D'ailleurs, ce n'était pas la seule chose qui le préoccupait. Il ressentait sa relation avec Githany comme une frustration. Il était incontestablement attiré par elle. Il la trouvait à la fois envoûtante et attirante. À chaque fois qu'elle se tenait à côté de lui et qu'elle le touchait, son corps était parcouru de frissons. Il pensait à elle même lorsqu'ils étaient séparés, son souvenir l'obsédant tout comme son parfum entêtant. La nuit, ses longs cheveux noirs et ses yeux dangereux hantaient ses rêves.
Et il croyait vraiment qu'elle ressentait quelque chose pour lui – même s'il doutait qu'elle l'avoue un jour. Malgré leur proximité au cours de leurs leçons secrètes, ils n'avaient jamais consommé leur désir. Tant que Sirak était le meilleur apprenti de l'Académie, cela leur paraissait secondaire. Sa défaite était leur objectif premier à tous les deux, et ni elle ni lui n'avaient voulu s'en détourner. Cet ennemi commun les unissait dans le même combat, mais il les séparait également.

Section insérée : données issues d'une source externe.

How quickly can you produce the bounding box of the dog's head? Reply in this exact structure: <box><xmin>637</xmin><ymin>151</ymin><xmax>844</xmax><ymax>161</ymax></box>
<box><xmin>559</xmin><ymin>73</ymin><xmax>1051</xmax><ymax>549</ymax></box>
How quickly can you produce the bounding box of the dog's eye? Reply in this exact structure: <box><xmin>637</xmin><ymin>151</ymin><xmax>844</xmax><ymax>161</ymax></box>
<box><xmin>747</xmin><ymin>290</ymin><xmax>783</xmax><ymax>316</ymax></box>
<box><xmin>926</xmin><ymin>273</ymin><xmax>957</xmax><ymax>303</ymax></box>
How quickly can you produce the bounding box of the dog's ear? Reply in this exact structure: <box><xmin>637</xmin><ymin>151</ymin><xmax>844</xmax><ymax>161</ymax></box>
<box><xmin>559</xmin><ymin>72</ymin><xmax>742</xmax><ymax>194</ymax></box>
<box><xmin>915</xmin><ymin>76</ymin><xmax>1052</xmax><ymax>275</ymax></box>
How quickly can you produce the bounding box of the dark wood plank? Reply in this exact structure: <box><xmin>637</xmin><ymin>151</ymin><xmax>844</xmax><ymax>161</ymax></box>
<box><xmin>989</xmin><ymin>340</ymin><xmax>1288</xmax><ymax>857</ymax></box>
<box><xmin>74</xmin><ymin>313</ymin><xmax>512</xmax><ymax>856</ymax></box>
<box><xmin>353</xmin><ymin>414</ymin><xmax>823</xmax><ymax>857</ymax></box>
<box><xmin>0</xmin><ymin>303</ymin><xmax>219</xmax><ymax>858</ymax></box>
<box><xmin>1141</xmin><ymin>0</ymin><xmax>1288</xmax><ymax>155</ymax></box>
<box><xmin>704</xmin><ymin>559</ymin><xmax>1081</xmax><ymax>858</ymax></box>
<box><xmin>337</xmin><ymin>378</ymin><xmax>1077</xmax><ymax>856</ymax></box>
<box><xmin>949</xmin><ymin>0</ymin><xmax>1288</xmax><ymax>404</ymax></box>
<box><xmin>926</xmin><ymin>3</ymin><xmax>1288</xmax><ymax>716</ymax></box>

La défaite de Sirak aurait dû faire choir cet obstacle, mais Bane avait vu la déception dans les yeux de Githany après le combat. Il avait promis de tuer leur ennemi et elle l'avait cru. En définitive, ses agissements avaient démontré qu'il ne répondait pas à ses attentes, et le mur qui les séparait s'était subitement élevé.
Quelqu'un frappa doucement à la porte de sa chambre. Le couvre-feu avait déjà retenti, et aucun apprenti n'avait le droit de s'aventurer dans les couloirs. Une seule personne pouvait se trouver là à cette heure-ci – elle l'avait déjà fait à quelques reprises.
Il se leva d'un bond, traversa sa chambre rapidement et ouvrit la porte à la volée. Il masqua rapidement sa déception en découvrant le Seigneur Kas'im devant lui.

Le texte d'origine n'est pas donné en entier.